If the evidence out of the UK re longer intervals for Pfizer doses (outside the elderly cohort who were the focus of a study and generally have weaker immune systems so poorer response to vacicnnation) is so strong we would be seeing other countries recommending delaying second shot, but this isnt happening anywhere that I can see.
So as previously stated I will be proceeding in accordance with ATAGI, the quicker one is fully vaccinated the better.
And you obviously think the AZ is really dangerous when in Australia the death rate from AZ clots is 1 in 2 million or a third of the rate of those vaccination deaths in the US.
I think the clot rate for AZ is high at 1/200k and its a risk Id rather not take even though its treatable.
Experts across the world have agreed that the risk of dying from a AZ induced blood clot is higher than the risk of dying from Covid in helathy under 50s (in fact under 60s in huge parts of Europe).
As previously stated the death rate for under 50s in Australia from AZ induced blood clots is higher than 1 in 2 million, because the number of under 50s who have actually had AZ in Australia is well under a million.

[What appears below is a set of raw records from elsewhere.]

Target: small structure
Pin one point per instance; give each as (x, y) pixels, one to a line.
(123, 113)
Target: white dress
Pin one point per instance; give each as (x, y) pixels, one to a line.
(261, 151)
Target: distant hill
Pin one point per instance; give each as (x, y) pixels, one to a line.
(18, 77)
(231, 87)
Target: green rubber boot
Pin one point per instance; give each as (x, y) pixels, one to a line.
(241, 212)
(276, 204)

I simply feel no need to take a risk (of clots or death) with AZ vaccine when there is a readily available alternative vaccine in Pfizer which is what is recommended for my age.

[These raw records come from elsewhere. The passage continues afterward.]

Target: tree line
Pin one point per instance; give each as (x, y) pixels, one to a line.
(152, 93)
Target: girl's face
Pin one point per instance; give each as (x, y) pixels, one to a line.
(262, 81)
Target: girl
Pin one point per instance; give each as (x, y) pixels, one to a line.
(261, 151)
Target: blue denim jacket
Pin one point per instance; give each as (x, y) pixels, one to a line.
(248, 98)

The chances of getting Covid in Australia right now are very small, and if I did the chances of me dying from it are miniscule. No one under 50 has died in NSW from Covid. The chances of getting Covid after being fully vaccinated are even smaller, and the chances that the outcome would be fatal when vaccine reduces severity are microscopic.
Then there is a possible problem developing with the Pfizer vaccine and myocarditis
I googled this when you first mentioned it the other day, in the USA at least the CDC says incidence of myocarditis following Pfizer is no higher or lower than in populations who arent vaccinated. We need to wait for confirmed connection.
You say there has been 160 deaths from the 110m (guessing mRNAjabs, Pfizer, Moderna and Johnson). Has there been any outline of cause(s)?
None provided on this thread anywhere.
Yes they died in hospital with Covid.
but could have also had other comorbidities. And we know that not everyone who is vaccinated with any vaccine goes on to develop immunity, some peopel just have very poor performing immune systems and are cough at making antibodies.